No que se refere ao Estado do Rio de Janeiro, há seis anos a Defensoria Pública do Rio segue um protocolo voltado especificamente para as presas grávidas, puérperas e mães com filhos menores de idade1. A atuação vem sendo decisiva e reduziu a quatro o número de grávidas e lactantes ainda mantidas em cárcere em todo o Estado (número jamais visto antes). Desde o início da pandemia do novo coronavírus, das 31 gestantes ou mães que amamentavam, 25 foram beneficiadas com prisão domiciliar, uma teve a pena extinta pelo cumprimento e outra precisou passar por cesariana de urgência, com o óbito da criança.
Quase a totalidade das mulheres que tiveram direito a prisão domiciliar foram acusadas de crimes não violentos.

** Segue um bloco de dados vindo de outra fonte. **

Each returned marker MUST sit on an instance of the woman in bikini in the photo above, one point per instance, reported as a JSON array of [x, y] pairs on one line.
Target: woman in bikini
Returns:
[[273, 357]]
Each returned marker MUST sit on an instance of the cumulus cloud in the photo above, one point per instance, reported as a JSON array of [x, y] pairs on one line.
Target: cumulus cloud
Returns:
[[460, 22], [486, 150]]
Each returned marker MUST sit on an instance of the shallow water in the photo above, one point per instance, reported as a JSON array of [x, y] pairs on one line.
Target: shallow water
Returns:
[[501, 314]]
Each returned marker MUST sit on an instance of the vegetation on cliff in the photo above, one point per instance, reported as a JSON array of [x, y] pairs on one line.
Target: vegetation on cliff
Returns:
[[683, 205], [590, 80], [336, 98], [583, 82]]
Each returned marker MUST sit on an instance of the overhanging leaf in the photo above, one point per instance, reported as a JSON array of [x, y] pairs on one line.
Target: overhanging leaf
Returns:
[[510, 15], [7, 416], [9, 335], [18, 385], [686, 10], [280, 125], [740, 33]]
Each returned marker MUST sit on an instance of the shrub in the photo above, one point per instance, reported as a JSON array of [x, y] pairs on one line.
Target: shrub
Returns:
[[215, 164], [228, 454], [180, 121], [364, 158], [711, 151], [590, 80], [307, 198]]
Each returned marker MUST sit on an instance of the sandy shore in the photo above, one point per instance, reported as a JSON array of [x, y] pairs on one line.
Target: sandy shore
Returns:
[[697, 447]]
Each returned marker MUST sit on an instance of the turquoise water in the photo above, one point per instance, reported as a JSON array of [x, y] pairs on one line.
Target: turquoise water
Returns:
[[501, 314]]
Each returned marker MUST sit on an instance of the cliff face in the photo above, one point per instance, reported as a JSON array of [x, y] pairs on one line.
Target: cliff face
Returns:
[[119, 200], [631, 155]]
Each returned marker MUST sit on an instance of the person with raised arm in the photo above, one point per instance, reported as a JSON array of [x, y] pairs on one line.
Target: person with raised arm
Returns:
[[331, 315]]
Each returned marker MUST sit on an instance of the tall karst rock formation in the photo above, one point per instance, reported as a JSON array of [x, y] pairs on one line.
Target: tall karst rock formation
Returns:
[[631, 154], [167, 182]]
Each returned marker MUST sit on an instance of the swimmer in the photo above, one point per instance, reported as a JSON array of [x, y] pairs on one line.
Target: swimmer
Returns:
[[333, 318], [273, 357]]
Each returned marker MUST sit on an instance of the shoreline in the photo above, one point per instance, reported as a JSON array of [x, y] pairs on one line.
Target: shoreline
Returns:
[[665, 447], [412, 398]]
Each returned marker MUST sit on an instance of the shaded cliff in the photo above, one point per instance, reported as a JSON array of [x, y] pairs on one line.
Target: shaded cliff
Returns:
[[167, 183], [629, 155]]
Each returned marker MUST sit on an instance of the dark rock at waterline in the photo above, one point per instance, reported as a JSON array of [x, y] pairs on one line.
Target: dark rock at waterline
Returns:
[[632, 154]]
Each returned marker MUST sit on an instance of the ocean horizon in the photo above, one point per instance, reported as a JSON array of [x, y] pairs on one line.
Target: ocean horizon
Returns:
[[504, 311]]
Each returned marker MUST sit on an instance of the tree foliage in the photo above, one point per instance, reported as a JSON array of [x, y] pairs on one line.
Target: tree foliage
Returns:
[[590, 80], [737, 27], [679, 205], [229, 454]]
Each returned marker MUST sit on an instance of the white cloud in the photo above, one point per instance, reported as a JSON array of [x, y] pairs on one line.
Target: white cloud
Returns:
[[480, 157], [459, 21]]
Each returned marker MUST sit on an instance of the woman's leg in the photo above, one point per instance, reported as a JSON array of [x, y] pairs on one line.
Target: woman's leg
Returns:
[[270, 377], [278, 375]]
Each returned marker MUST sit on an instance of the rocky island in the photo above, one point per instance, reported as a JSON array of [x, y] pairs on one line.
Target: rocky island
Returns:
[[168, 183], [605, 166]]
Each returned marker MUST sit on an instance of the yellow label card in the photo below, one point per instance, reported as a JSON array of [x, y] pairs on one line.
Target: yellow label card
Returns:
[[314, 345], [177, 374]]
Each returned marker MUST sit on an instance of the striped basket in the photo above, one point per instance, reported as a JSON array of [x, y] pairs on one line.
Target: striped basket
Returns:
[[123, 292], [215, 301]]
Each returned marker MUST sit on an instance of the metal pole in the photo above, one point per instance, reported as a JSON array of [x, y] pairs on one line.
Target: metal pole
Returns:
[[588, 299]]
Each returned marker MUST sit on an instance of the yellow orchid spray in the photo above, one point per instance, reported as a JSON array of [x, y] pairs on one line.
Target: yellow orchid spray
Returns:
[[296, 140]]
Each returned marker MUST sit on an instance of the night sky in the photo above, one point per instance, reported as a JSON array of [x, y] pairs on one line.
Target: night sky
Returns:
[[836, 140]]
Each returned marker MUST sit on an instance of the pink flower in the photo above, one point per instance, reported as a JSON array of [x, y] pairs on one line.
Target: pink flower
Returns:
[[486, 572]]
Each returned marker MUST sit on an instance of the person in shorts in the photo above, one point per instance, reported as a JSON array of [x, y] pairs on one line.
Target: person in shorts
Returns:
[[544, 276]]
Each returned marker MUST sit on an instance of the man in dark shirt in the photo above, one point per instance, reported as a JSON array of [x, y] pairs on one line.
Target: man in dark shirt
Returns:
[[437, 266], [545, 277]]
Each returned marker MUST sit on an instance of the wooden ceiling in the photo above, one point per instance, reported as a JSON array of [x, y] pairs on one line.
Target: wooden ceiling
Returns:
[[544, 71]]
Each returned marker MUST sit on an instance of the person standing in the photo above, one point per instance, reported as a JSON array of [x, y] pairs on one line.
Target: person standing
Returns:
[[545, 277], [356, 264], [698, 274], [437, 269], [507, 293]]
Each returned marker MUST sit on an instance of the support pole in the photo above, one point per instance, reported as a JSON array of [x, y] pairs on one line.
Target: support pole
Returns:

Algumas ainda aguardam cumprimento da decisão judicial para deixar a prisão. Dois dos casos que resultaram em liberdade provisória foram levados pela Defensoria aos tribunais superiores, em abril de 2020. O Supremo Tribunal Federal converteu a prisão preventiva de uma mãe lactante em domiciliar após o pedido ter sido negado pelo Tribunal de Justiça do Rio (TJ-RJ) e pelo Superior Tribunal de Justiça (STJ).
A política institucional garantiu êxito nesse momento de pandemia. É um trabalho que começa nas unidades, onde os defensores identificam os casos, passa pela coordenação de Defesa Criminal e segue para os defensores que atuam nos processos judiciais.
REFERÊNCIAS
ACESSO À JUSTIÇA: Violência contra a mulher. Entrevistadora: Débora Diniz. Defensoras Públicas entrevistadas: Flávia Nascimento e Caroline Tassara. Diretoria de Comunicação da Defensoria Pública do Rio de Janeiro, 29 mai. 2019. Podcast disponível em: encurtador.com.br/CPVZ5
SANGUINÉ, Odone. A Inconstitucionalidade do Clamor Público como Fundamento da Prisão Preventiva. Revista de Estudos Criminais. Porto Alegre, Nota Dez, n. 10, p. 114.